TALLINN - Estonian police last year confiscated a record amount of narcotic substances and criminal incomes, but more drug-related deaths at the street level took place than ever before, reports Postimees.
160 people died last year because of causes connected to narcotic substances. This is the highest this indicator has ever reached in Estonia. This gives Estonia the top position among European Union states in regard to drug-related deaths in relation to population figures – in Estonia, eight times more people die a year because of drugs than in the EU, on average.

In the year 2001, 38 people died of drug overdoses in Estonia. That year, a thorough ‘National strategy of preventing drug addiction till the year 2012’ was completed that ended last year. “Despite this excellent drug strategy, we have to admit that we have failed,” said central criminal police major Risto Kasemae, meaning the whole state under the “we.”

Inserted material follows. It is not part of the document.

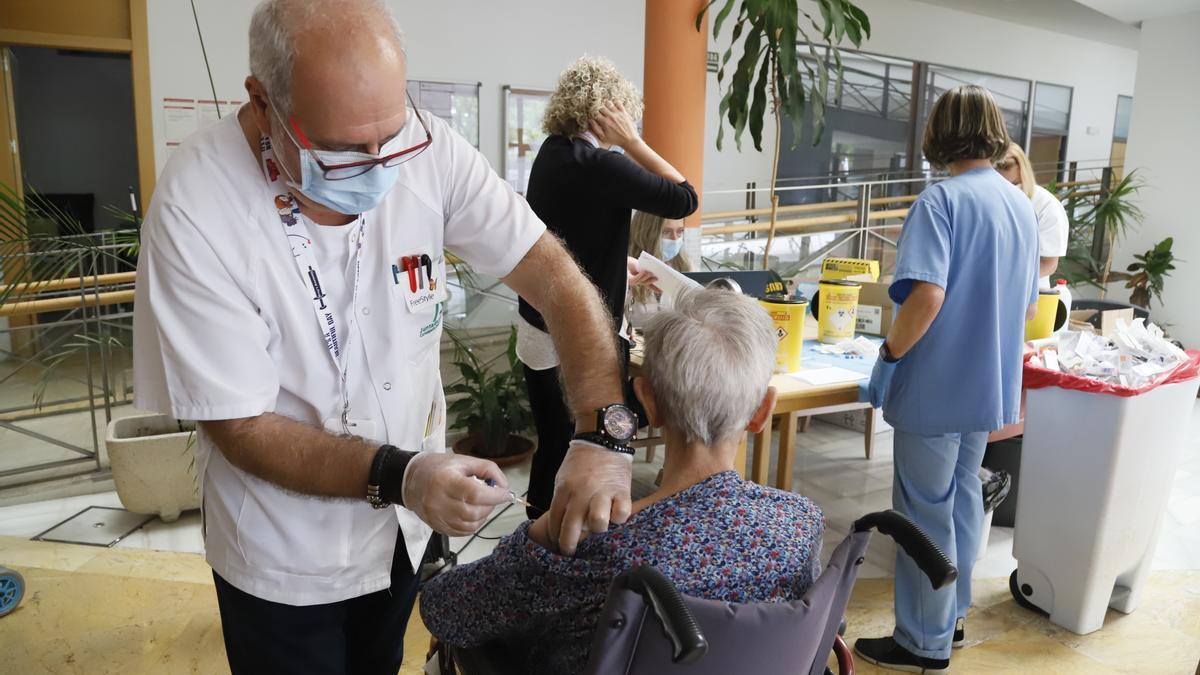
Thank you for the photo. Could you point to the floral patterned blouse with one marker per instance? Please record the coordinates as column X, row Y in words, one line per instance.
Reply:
column 724, row 538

Polls show that the number of young people experimenting with amphetamines has fallen in recent years, cannabis use has stabilized and the number of injecting drug addicts has fallen too. All these are rather indirect evaluations, and information about the spread of drug addiction is very uncertain – for example people working in the sphere say there are 5,000-20,000 injecting drug addicts in Estonia.

Last year, law enforcement confiscated more fentanyl, the favorite substance of injecting drug addicts, than in earlier years. Altogether 1.5 million euros of criminal revenues were confiscated, which is by around a half more than in 2011. While in 2007, 330 drug-related criminals were sent to jail, in 2011 this number was 561. Thus, while the police say that its work seems to improve in every aspect, still more drug addicts die each year than in preceding years.